Die Studenten gehen auf die Barrikaden

Analyse: Mitten im Wahljahr wird für eine neue Bildungspolitik gestreikt. In 70 Städten gibt es Aktionen. Die Studenten fordern Änderungen des Bachelor- und Mastersystems sowie die Abschaffung der Studiengebühren.

Düsseldorf. Es könnte ein heißer Sommer werden an den deutschen Hochschulen. Mitten im Wahljahr begehren die Studenten auf, weil sie mit der Bildungspolitik nicht einverstanden sind. In mehr als 70 Universitätsstädten gibt es in dieser Woche Demonstrationen, Vorlesungsboykotts und Protestcamps.

Man wolle "Aufsehen erregen, politischen Druck aufbauen und bildungspolitische Forderungen durchsetzen", formulieren die Organisatoren des bundesweiten "Bildungsstreiks 2009" ihre Ziele. An Selbstbewusstsein fehlt es den mehr als 240 beteiligten Organisationen und gesellschaftlichen Gruppen nicht: Sie hoffen auf den Beginn einer neuen, großen Protestbewegung.

Nicht von ungefähr finden die Aktionen rund um den zehnten Jahrestag der Bologna-Erklärung statt. Am 19. Juni1999 hatten 29 europäische Bildungsminister im italienischen Bologna die Schaffung eines einheitlichen Hochschulraums bis 2010 beschlossen.

Doch die überhastete Einführung der Bachelor- und Masterstudiengänge macht die Studenten in Deutschland zu "Hamstern im Laufrad", wie selbst Professoren inzwischen bekennen. Es bleibt weder Zeit für die Vertiefung des Stoffes noch fürs Jobben. Dabei kommen viele ohne diese Finanzspritze nicht über die Runden - erst recht nicht seit Einführung der Studiengebühren.

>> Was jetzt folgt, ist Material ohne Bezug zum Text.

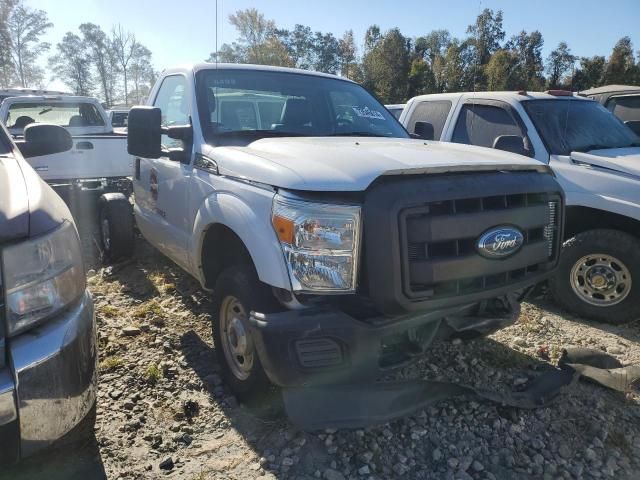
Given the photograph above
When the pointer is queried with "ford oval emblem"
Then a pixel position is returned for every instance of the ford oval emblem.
(500, 242)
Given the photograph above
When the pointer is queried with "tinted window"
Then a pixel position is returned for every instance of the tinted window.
(172, 100)
(482, 124)
(433, 112)
(577, 125)
(65, 114)
(625, 108)
(241, 104)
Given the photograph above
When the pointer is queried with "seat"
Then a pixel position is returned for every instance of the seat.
(76, 121)
(296, 116)
(22, 121)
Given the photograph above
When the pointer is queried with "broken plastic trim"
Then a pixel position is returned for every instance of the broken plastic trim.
(363, 405)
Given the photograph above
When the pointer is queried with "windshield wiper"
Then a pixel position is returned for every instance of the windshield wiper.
(595, 146)
(257, 133)
(356, 134)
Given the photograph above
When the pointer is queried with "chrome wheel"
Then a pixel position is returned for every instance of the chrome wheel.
(235, 338)
(601, 280)
(105, 230)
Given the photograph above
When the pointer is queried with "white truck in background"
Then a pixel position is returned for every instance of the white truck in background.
(336, 246)
(596, 159)
(97, 163)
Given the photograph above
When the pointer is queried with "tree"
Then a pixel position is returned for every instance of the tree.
(72, 64)
(501, 71)
(257, 41)
(621, 66)
(25, 26)
(103, 59)
(528, 73)
(125, 45)
(386, 65)
(485, 37)
(141, 71)
(348, 57)
(590, 74)
(559, 63)
(7, 70)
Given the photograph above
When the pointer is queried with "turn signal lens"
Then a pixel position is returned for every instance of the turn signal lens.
(284, 228)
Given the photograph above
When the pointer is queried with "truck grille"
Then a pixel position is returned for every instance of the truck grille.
(439, 243)
(422, 234)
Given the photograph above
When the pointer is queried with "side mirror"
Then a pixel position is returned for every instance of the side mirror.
(511, 143)
(633, 125)
(144, 132)
(424, 130)
(44, 139)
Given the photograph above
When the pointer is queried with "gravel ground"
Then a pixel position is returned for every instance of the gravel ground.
(163, 411)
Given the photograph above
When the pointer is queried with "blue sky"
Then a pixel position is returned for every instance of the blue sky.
(184, 31)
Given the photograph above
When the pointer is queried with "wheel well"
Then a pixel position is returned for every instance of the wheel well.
(581, 219)
(222, 248)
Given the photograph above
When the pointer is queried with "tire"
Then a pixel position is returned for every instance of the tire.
(614, 256)
(237, 292)
(115, 226)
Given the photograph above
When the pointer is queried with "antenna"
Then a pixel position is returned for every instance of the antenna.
(475, 73)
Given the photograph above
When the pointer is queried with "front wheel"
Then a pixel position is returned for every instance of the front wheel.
(116, 226)
(237, 292)
(598, 276)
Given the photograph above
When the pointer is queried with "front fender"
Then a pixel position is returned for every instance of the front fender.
(247, 212)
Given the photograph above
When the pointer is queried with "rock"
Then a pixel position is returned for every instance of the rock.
(436, 455)
(364, 470)
(330, 474)
(166, 464)
(565, 451)
(131, 331)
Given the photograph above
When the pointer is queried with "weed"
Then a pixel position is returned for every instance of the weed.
(110, 364)
(152, 374)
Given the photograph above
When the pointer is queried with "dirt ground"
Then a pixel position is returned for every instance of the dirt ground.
(164, 412)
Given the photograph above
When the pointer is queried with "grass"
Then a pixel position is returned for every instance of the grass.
(109, 310)
(110, 364)
(152, 307)
(152, 374)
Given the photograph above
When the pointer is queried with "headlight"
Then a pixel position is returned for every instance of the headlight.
(42, 276)
(320, 244)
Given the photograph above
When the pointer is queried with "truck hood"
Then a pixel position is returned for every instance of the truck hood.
(625, 160)
(28, 206)
(352, 164)
(14, 201)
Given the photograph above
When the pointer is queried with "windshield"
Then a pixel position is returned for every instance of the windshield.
(578, 125)
(65, 114)
(239, 103)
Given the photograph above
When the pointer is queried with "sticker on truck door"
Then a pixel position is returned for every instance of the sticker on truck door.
(153, 184)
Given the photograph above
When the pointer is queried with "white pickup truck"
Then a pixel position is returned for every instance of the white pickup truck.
(336, 246)
(595, 158)
(98, 160)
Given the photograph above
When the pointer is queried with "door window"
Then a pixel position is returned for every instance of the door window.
(482, 124)
(172, 101)
(626, 108)
(434, 112)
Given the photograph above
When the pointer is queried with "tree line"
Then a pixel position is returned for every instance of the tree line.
(117, 68)
(396, 67)
(113, 65)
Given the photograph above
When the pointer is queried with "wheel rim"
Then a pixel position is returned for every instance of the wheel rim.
(601, 280)
(236, 339)
(106, 233)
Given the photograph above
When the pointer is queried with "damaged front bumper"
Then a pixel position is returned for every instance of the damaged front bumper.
(320, 346)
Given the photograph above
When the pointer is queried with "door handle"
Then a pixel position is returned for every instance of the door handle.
(84, 146)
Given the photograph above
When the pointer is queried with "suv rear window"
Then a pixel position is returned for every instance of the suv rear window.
(67, 114)
(482, 124)
(434, 112)
(625, 108)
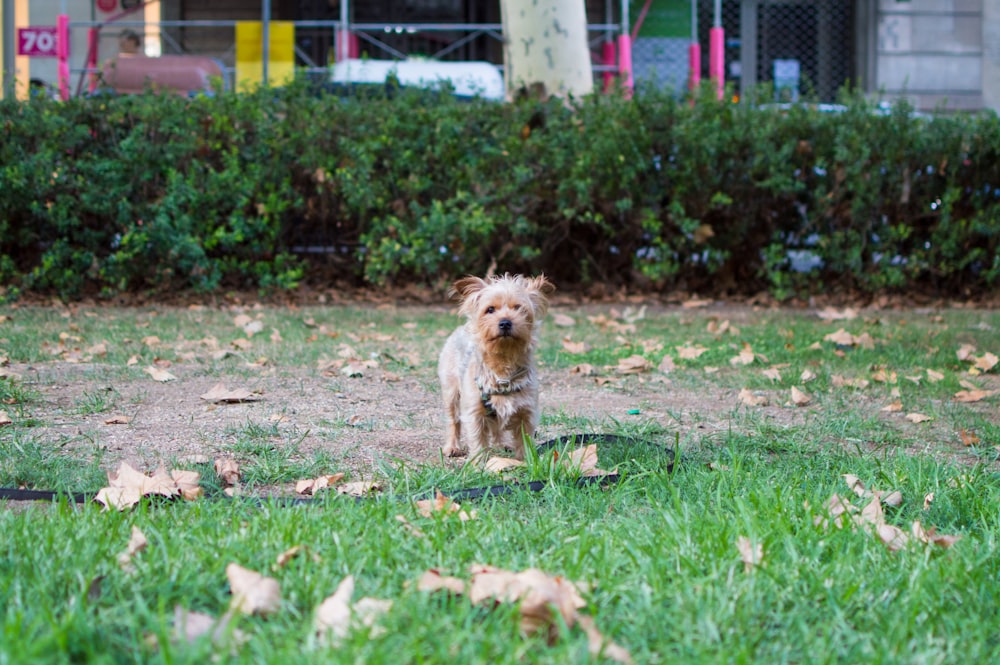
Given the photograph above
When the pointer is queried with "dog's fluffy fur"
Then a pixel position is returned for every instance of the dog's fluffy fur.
(487, 371)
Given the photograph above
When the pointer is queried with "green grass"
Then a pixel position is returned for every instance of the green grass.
(656, 550)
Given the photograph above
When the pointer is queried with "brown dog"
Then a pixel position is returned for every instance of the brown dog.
(487, 370)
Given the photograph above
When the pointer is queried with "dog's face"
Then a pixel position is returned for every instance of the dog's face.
(503, 310)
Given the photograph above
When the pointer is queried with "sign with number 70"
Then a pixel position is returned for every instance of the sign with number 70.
(37, 41)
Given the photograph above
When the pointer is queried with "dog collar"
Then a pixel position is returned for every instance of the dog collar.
(504, 387)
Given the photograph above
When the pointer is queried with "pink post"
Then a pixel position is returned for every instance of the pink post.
(346, 45)
(62, 53)
(608, 56)
(92, 37)
(716, 58)
(625, 63)
(694, 67)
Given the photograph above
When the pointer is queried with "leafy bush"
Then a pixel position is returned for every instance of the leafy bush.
(159, 193)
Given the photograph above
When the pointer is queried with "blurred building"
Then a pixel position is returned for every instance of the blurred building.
(936, 52)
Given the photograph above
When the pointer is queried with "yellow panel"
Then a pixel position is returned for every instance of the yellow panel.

Auch das ein Kritikpunkt: Die Gebühren (meist 500 Euro pro Semester) fließen nur selten in den Lehrbetrieb. Die Hörsäle sind weiter überfüllt, das Betreuungsverhältnis schlecht. "Und die von der Bundesregierung vorgesehene Schaffung von 275.000 neuen Studienplätzen fängt nicht mal die Doppeljahrgänge des Turbo-Abiturs auf", so die Streikenden. Sie wollen auch die Schüler ins Boot holen.

"Die Situation an den Schulen ist miserabel. Viel zu große Klassen, soziale Selektion und wachsender Leistungsdruck machen Schule zu einer verhassten Pflichtveranstaltung", heißt es. Die Forderung: Abschaffung des mehrgliedrigen Schulsystems und kleinere Klassen.

Solidarisch gibt sich die Gewerkschaft Erziehung und Wissenschaft (GEW). "Während über Nacht hunderte Milliarden Euro für die Rettung der Banken und der Autoindustrie bereit gestellt werden, tun sich Bund und Länder schwer, wenn es um dringend erforderliche Zukunftsinvestitionen in die Bildung geht", meint GEW-Chef Ulrich Thöne.

Von einer "Rufschädigung" spricht hingegen die Präsidentin der Hochschulrektorenkonferenz, Margret Wintermantel. Der CDU-Bildungspolitiker Michael Kretschmer geht noch weiter. Er warnt vor gewaltsamen Schüler- und Studentenunruhen mit brennenden Barrikaden. Die Veranstaltung trage "den Geist der Destruktion in sich".